Real Estate General Authority

Agency overview
- Formed: 2017
- Jurisdiction: Saudi Arabia
- Headquarters: Riyadh, Saudi Arabia
- Agency executive: Engineer Abdullah bin Saud Al-Hammad, CEO of the Real Estate General Authority;
- Website: rega.gov.sa

= Real Estate General Authority =

The Real Estate General Authority (REGA; الهيئة العامة للعقار) is a Saudi government agency that was established in 2017 to regulate rules, stimulate investment and provide consumer protection in the real estate industry in Saudi Arabia. Its mission is to enhance sector efficiency and encourage investment in alignment with economic and social development goals.
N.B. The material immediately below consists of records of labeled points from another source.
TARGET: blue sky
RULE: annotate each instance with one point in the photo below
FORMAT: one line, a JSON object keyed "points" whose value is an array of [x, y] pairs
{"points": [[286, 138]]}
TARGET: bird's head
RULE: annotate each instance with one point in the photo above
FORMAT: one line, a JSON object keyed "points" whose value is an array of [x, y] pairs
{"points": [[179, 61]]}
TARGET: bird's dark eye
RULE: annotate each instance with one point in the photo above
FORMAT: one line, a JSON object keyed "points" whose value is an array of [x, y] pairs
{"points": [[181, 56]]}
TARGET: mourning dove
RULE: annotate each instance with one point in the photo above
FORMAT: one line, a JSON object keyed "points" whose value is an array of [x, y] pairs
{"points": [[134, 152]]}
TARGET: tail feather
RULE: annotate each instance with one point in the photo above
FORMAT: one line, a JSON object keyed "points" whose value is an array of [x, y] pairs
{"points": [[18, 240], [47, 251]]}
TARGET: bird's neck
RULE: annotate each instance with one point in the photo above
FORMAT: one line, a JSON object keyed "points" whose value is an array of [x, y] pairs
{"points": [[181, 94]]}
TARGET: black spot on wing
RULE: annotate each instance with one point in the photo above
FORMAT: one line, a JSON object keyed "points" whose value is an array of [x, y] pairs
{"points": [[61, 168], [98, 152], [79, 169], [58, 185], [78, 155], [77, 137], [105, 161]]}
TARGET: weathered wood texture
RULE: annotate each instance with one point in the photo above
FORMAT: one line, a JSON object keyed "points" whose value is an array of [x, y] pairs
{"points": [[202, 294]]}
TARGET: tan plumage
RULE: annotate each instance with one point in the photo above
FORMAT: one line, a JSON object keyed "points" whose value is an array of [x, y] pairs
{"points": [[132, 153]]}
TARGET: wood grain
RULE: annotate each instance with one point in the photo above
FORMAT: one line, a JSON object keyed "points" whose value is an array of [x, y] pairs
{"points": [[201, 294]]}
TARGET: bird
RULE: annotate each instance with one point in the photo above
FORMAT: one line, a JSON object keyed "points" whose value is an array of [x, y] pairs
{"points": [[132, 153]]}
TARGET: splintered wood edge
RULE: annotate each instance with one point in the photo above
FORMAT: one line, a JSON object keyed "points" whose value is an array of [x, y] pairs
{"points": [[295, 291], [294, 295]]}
REGA holds the inherent jurisdiction to execute real estate registration in the Kingdom, license real estate activities, oversee operations, and establish standards and regulations. These efforts aim to safeguard rights and strengthen the reliability of the Saudi real estate market.
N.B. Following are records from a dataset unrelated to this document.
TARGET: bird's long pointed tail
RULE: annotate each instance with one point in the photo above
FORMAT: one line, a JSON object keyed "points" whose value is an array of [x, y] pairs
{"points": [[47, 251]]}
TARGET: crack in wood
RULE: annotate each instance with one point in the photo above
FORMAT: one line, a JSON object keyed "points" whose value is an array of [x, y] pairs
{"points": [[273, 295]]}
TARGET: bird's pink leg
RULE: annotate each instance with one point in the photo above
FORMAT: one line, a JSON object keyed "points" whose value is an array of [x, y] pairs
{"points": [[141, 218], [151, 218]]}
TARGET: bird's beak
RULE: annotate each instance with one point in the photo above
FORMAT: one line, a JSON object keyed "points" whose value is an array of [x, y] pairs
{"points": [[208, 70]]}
In line with its mandates, REGA plays a pivotal role in Saudi Vision 2030 by optimizing the sector's performance, increasing its contribution to social and economic development, and supporting the Kingdom's GDP. Within this framework, the Comprehensive Strategy for the Real Estate Sector was approved by Council of Ministers Resolution No. (252) on 23/04/1442 AH. The strategy is built upon four main pillars: Sector Governance, Market Efficiency, Stakeholder Service and Sector Sustainability.
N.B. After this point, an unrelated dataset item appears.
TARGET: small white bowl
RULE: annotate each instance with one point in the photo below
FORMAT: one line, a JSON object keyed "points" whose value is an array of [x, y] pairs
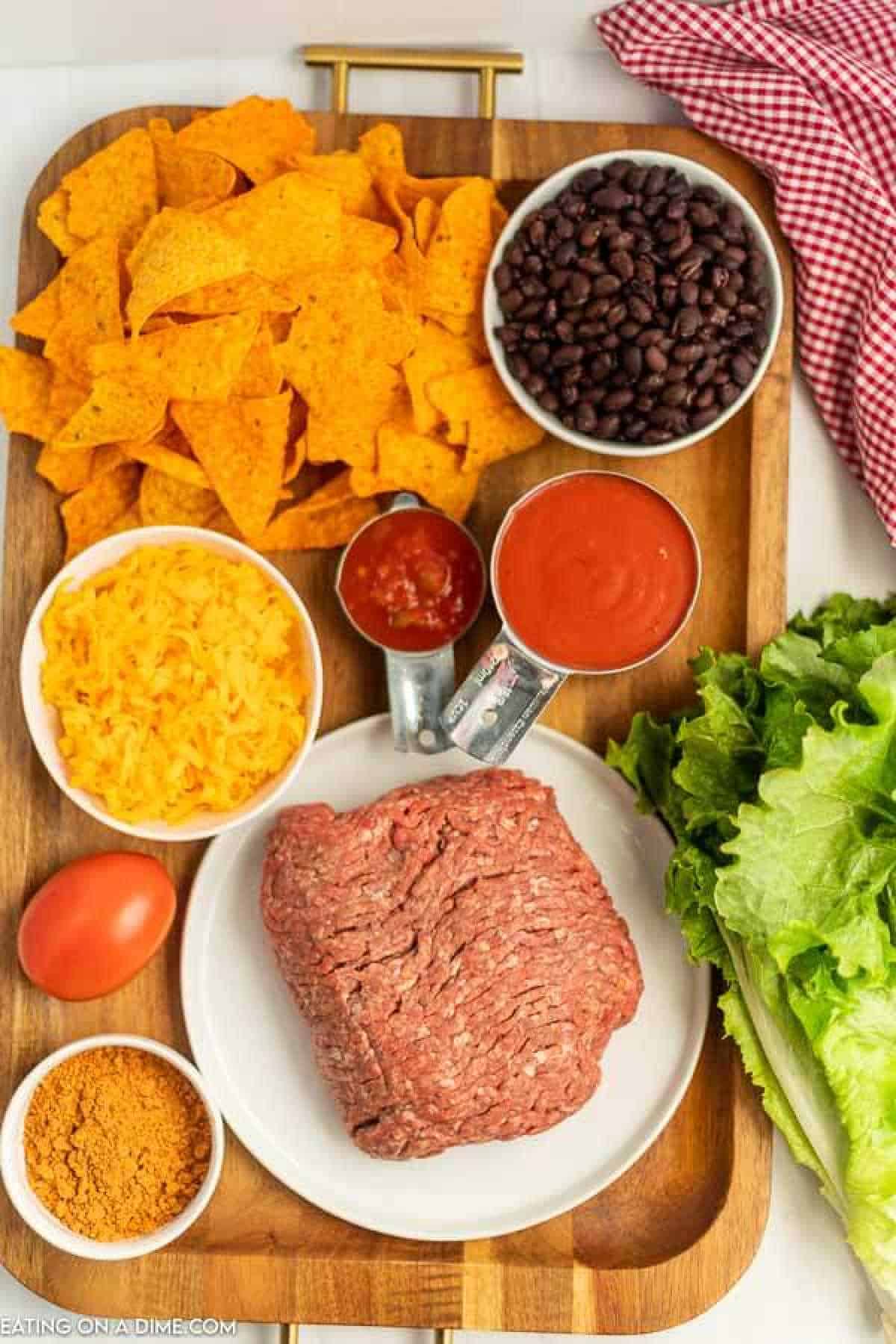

== Strategic Mandates and Functions of REGA ==

- Supervising and monitoring real estate registration, ensuring data accuracy, and verifying associated rights and obligations.
- Proposing laws and legislation, establishing standards and controls, and licensing and supervising real estate activities and practitioners.
- Activating inspection and oversight mechanisms to enhance regulatory compliance, improving service quality, and monitoring sector indicators to ensure market stability and balance.
- Enhancing the competitive environment and encouraging investment in real estate activities through infrastructure and support services.
- Providing training and qualification programs to elevate the efficiency of practitioners within real estate activities.
- Contributing to the support of innovation and digital transformation within the real estate sector.
- Conducting research, studies, and statistics related to real estate activities.
- Promoting awareness of regulations and organizing conferences and exhibitions to enhance real estate knowledge.

== Structure ==
The authority is headquartered in Riyadh, the Saudi capital city and it is financially and administratively independent. The authority is administrated by a board of directors chaired by the Minister of Housing.